Under the scheme, the government has committed to cover 50% of the design-related costs incurred by startups, up to a maximum limit of Rs 15 crore.
In an effort to boost India's self-sufficiency in chip production, Rajeev Chandrasekhar, the Minister of State for IT and Electronics, announced on Saturday that the government plans to extend the Semiconductor Design-Linked Incentive (DLI) scheme to larger corporations. Previously, this initiative was only available to startups.
"One of the suggestions that have come up is that the design side not be limited only to startups. If there's a big Indian company or a big foreign company that wants to do chip design in India, we should allow the future design scheme also to support them. So, I am studying that," the minister told reporters on the sidelines of the SemiconIndia 2023 conference in Gandhinagar.
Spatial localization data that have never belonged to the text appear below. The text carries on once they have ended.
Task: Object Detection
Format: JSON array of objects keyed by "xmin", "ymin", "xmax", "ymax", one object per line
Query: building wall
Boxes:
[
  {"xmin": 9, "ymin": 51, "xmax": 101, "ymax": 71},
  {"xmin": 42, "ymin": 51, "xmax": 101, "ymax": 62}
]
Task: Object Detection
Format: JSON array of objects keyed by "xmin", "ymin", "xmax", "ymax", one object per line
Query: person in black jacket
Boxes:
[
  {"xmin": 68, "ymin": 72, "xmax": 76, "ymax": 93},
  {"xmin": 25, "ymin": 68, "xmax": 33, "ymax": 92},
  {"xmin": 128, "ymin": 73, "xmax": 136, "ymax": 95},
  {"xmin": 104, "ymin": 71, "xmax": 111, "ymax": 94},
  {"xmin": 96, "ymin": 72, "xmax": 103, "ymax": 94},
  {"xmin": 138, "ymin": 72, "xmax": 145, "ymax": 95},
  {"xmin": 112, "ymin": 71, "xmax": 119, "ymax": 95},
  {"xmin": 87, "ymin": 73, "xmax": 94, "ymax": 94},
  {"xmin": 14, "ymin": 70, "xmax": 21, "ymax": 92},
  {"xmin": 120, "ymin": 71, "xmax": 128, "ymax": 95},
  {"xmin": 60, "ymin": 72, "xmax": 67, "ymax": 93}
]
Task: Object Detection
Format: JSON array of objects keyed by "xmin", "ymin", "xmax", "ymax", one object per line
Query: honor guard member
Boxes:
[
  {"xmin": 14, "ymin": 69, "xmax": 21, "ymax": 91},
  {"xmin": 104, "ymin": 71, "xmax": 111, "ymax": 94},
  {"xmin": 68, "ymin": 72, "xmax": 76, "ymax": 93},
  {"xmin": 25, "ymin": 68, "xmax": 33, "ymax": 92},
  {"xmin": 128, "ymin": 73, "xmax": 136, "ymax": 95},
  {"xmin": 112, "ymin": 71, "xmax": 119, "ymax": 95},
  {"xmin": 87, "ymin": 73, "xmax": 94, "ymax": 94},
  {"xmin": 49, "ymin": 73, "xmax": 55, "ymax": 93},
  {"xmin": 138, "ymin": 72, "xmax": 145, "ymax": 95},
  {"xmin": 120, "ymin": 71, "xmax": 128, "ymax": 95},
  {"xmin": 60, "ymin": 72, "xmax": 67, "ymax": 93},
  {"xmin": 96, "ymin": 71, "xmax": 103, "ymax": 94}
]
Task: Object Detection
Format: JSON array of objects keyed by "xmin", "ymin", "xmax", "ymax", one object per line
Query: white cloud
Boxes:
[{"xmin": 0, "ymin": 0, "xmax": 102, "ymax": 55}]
"We could say that as long as the intellectual property is Indian, anybody who has an original chip design can apply to it, and we will look at supporting it financially," the Minister added.
The Semiconductor Design-Linked Incentive (DLI) scheme is a part of the government's wider Rs 76,000-crore semiconductor incentive program, with Rs 1,000 crore specifically allocated for the DLI scheme.
Under this scheme, the government will refund half of the design-related expenses incurred by startups, up to a limit of Rs 15 crore. Additionally, the government will offer deployment-linked incentives ranging from 4% to 6% of the net sales turnover over a five-year period, capped at Rs 30 crore per application.
These incentives will be granted to those applicants whose approved semiconductor designs - which could include integrated circuits (ICs), chipsets, system on chips (SoCs), systems & IP cores, and other semiconductor-related designs - are utilized in the production of electronic goods.